Start by simplifying the notation. Let $A = 1-\frac{m_1}a, B = 1-\frac{m_2}b, C = \frac{m_1m_2z}{aby}, k = n-2$ and $t = 1-x$. After multiplying through by $\frac{m_1m_2}{ab}$, the problem becomes solving $$(t-A)(t-B)t^k = C$$ If $C = 0$, we would be in luck. The solutions would be $t = A, t = B, t = 0$, or $x = 1-A, x = 1-B, x = 1$.

Alas, when $C \ne 0$, it is not so easy. You have a polynomial equation of degree $n = k+2$ in $t$. There is a famous result that there is no closed form solution for $t$ involving just addition, subtraction, multiplication, division, and the taking of roots. You can come up with closed form solutions using esoteric functions, but those esoteric functions are merely a mathematical relabeling of the problem. They offer no new insight into it, and do not give easier methods of calculating $t$.

So what can we do? If your need is theoretical, just the existence of a solution is usually enough, without having some specific formula for calculating it. If your need is practical, finding a numeric value for a specific set of parameter values, then there are very good means of approximating the answer to any accuracy. (And if you think you need an exact value, not an approximation - as many mathematical neophytes often think - you are very much mistaken. Any formula would have given you an approximate value only.
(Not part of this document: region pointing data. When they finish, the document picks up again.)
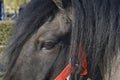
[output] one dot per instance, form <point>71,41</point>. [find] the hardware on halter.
<point>79,69</point>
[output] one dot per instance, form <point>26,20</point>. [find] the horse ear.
<point>59,4</point>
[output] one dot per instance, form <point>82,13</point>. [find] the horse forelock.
<point>35,14</point>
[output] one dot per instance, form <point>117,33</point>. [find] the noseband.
<point>76,68</point>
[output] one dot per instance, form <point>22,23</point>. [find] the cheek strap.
<point>65,74</point>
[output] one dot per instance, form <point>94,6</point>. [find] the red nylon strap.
<point>69,68</point>
<point>65,73</point>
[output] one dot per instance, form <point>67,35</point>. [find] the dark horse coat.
<point>47,34</point>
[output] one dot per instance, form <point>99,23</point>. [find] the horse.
<point>51,35</point>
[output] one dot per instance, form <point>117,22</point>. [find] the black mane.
<point>96,24</point>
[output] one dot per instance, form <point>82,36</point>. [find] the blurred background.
<point>9,10</point>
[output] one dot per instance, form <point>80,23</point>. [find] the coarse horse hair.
<point>95,25</point>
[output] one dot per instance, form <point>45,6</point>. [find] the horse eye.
<point>48,45</point>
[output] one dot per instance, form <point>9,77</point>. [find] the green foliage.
<point>5,29</point>
<point>1,75</point>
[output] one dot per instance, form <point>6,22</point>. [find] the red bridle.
<point>69,68</point>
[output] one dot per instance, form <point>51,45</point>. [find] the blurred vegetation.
<point>5,29</point>
<point>1,75</point>
<point>14,4</point>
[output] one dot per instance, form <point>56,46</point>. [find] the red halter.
<point>69,68</point>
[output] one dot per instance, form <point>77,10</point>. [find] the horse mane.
<point>96,25</point>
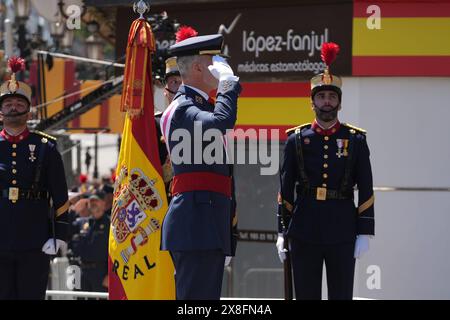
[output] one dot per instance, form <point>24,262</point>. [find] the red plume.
<point>16,64</point>
<point>329,52</point>
<point>185,32</point>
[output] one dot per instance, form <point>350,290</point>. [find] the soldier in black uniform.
<point>31,177</point>
<point>91,246</point>
<point>322,163</point>
<point>172,82</point>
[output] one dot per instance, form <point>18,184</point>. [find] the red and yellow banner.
<point>137,267</point>
<point>412,40</point>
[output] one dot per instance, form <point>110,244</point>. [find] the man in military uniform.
<point>31,177</point>
<point>172,82</point>
<point>322,163</point>
<point>197,229</point>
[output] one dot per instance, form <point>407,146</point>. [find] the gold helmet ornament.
<point>325,80</point>
<point>13,87</point>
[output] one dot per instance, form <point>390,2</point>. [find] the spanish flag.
<point>137,268</point>
<point>410,40</point>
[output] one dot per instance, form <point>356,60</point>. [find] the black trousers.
<point>307,264</point>
<point>198,274</point>
<point>24,276</point>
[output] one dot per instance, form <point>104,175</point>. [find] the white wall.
<point>408,134</point>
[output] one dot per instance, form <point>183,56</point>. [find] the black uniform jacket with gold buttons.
<point>24,211</point>
<point>320,208</point>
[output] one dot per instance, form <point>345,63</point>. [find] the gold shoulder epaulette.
<point>359,130</point>
<point>45,135</point>
<point>292,130</point>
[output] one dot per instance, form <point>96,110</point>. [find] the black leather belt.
<point>320,193</point>
<point>15,194</point>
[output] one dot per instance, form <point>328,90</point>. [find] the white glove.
<point>280,247</point>
<point>361,245</point>
<point>221,70</point>
<point>49,246</point>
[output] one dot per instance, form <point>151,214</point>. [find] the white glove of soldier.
<point>49,246</point>
<point>280,247</point>
<point>361,245</point>
<point>221,70</point>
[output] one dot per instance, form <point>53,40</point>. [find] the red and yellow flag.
<point>137,267</point>
<point>412,38</point>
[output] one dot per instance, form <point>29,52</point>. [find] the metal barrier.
<point>75,295</point>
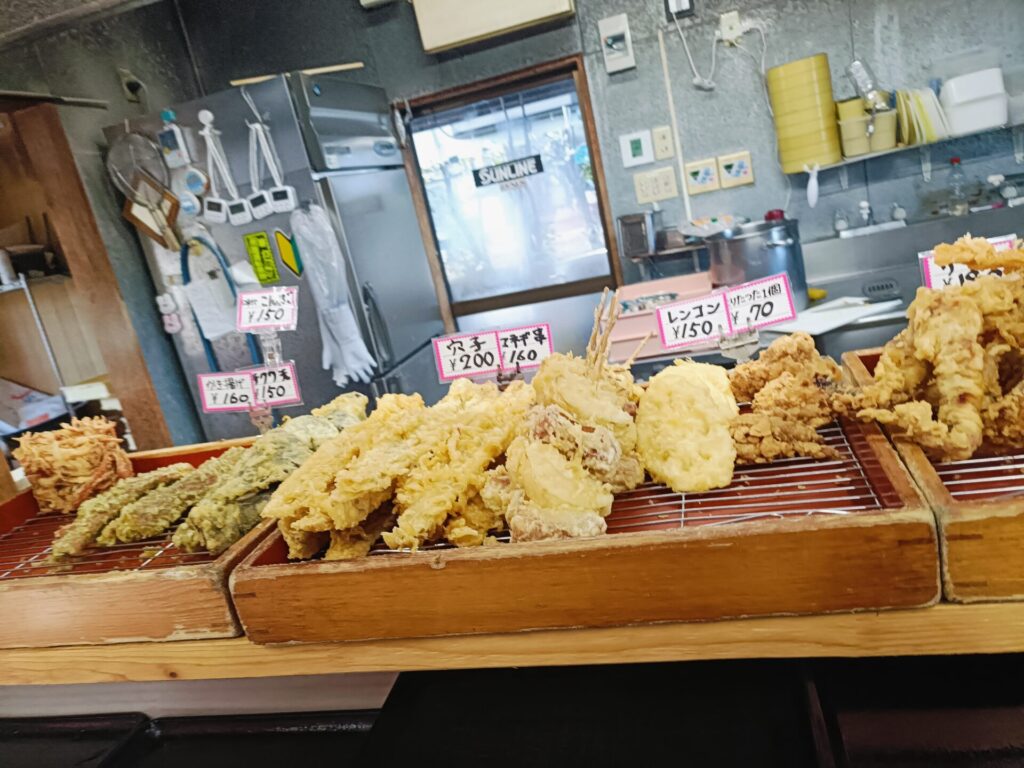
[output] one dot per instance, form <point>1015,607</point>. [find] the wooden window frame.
<point>492,87</point>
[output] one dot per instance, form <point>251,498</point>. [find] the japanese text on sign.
<point>275,385</point>
<point>223,392</point>
<point>752,305</point>
<point>467,355</point>
<point>524,347</point>
<point>761,303</point>
<point>956,274</point>
<point>273,309</point>
<point>693,322</point>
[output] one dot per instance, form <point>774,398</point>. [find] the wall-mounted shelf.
<point>925,150</point>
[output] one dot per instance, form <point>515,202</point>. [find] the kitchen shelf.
<point>941,630</point>
<point>1016,129</point>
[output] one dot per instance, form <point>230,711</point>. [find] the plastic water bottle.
<point>957,189</point>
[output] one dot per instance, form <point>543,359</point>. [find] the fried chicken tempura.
<point>72,464</point>
<point>795,353</point>
<point>452,470</point>
<point>81,534</point>
<point>978,253</point>
<point>761,438</point>
<point>683,427</point>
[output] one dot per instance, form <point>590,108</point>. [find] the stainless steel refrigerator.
<point>337,148</point>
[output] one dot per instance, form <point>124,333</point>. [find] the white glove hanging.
<point>344,351</point>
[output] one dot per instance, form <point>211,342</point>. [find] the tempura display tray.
<point>133,592</point>
<point>979,507</point>
<point>795,537</point>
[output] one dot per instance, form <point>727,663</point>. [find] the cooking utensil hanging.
<point>136,167</point>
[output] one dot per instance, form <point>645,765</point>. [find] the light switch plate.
<point>637,148</point>
<point>616,43</point>
<point>735,169</point>
<point>701,176</point>
<point>664,145</point>
<point>656,184</point>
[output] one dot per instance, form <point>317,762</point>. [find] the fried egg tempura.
<point>683,427</point>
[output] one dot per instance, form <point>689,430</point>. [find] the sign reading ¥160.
<point>511,171</point>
It is impossible to ever have an exact value of an irrational number.)

The case for $k = 0$ is just a quadratic equation that is solvable with the quadratic formula Using a little calculus (yes, I see the precalculus tag, but I'll take care of the calculus and you will just have to trust that what I tell you from it is accurate), for $k > 0$ the turning points of the polynomial $P(t) = (t-A)(t-B)t^k - C$ are at the solutions to the equation $$t^{k-1}[t(t - B) + t(t - A) + k(t-A)(t-B)] = 0$$ which are

• $r_0 = 0$ for $k > 1$ only,
• $r_1 = \dfrac{(k+1)(A+B) - \sqrt{(k+1)^2(A+B)^2 - 4(k+2)kAB}}{2k+4}$,
• $r_2 = \dfrac{(k+1)(A+B) + \sqrt{(k+1)^2(A+B)^2 - 4(k+2)kAB}}{2k+4}$.

When $k$ is even, all three will be turning points. These turning points divide the real line into four intervals, one from $-\infty$ to the lowest root, the next from the lowest root to the middle root, and so on. When $k$ is odd, $r_0$ will not be a turning point. Instead the curve will level off there, but then continue on in the same direction, much like $y = x^3$ does around $x = 0$. So for odd $k, P(t)$ has only two turning poimts at $r_1, r_2$. These divide the real line into three intervals.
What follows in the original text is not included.